Six new deaths have been linked to monkeypox
Two more monkeypox-positive patients died in Chicago, two in New York, one in Nevada, and one in Maryland.
State sources show nine deaths, while the CDC lists six through Friday. Thursday and Friday state agencies reported six more deaths.
27,884 instances nationwide.
Two people with multiple health issues and impaired immune systems died Friday, according to the Chicago Department of Public Health.
Both adults were hospitalized for over six weeks after contracting the infection. “Our hearts go out to these individuals’ families and friends,” said CDPH Commissioner Allison Arwady.
“Though the number of new MPV cases has declined substantially since summer, this is a stark reminder that MPV is dangerous and can cause serious illness, and in very rare cases, even death.”

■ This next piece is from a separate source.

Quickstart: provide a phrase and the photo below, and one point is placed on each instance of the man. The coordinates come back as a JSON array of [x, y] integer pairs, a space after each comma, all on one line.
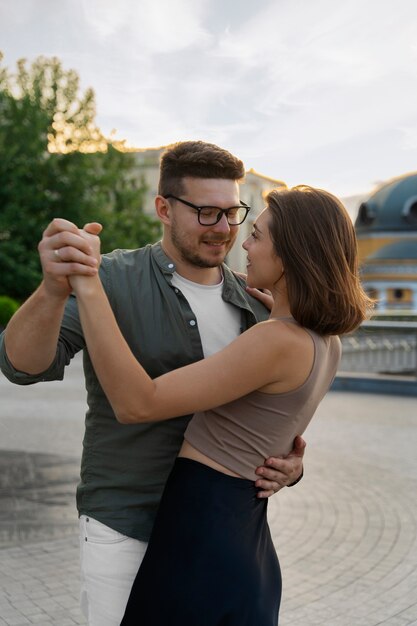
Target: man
[[175, 302]]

The Maryland Department of Health stated that a person who died was immunocompromised but that monkeypox was a “contributing factor” in their death. The Chicago notification followed.
Dr. Jinlene Chan, the state’s deputy secretary for public health services, warned that human monkeypox can still kill.
“If you are eligible, such as being immunocompromised or at-risk, the best way to protect yourself against serious illness from MPX is by getting vaccinated.”
CBS News reported two more NYC deaths Thursday. Both patients were previously ill.
“We are deeply saddened by the two reported deaths and our hearts go out to the individuals’ loved ones and community,” the New York City Department of Health and Mental Hygiene said.
“Every effort will be made to prevent additional suffering from this virus through continued community engagement, information-sharing and vaccination.”
On Thursday, Clark County’s sixth death was a male over 50 with medical issues.
“This is a tragic situation, and our sympathies are with his family and friends,” said Southern Nevada Health District official Dr. Fermin Leguen.
After the Sept. 12 Los Angeles County fatality, the new deaths occurred. The patient was “severely immunocompromised” and hospitalized.
Ohio reported the second fatality late September.
In late August, Texas health officials investigated the death of a monkeypox patient, although it was unclear if the virus caused it.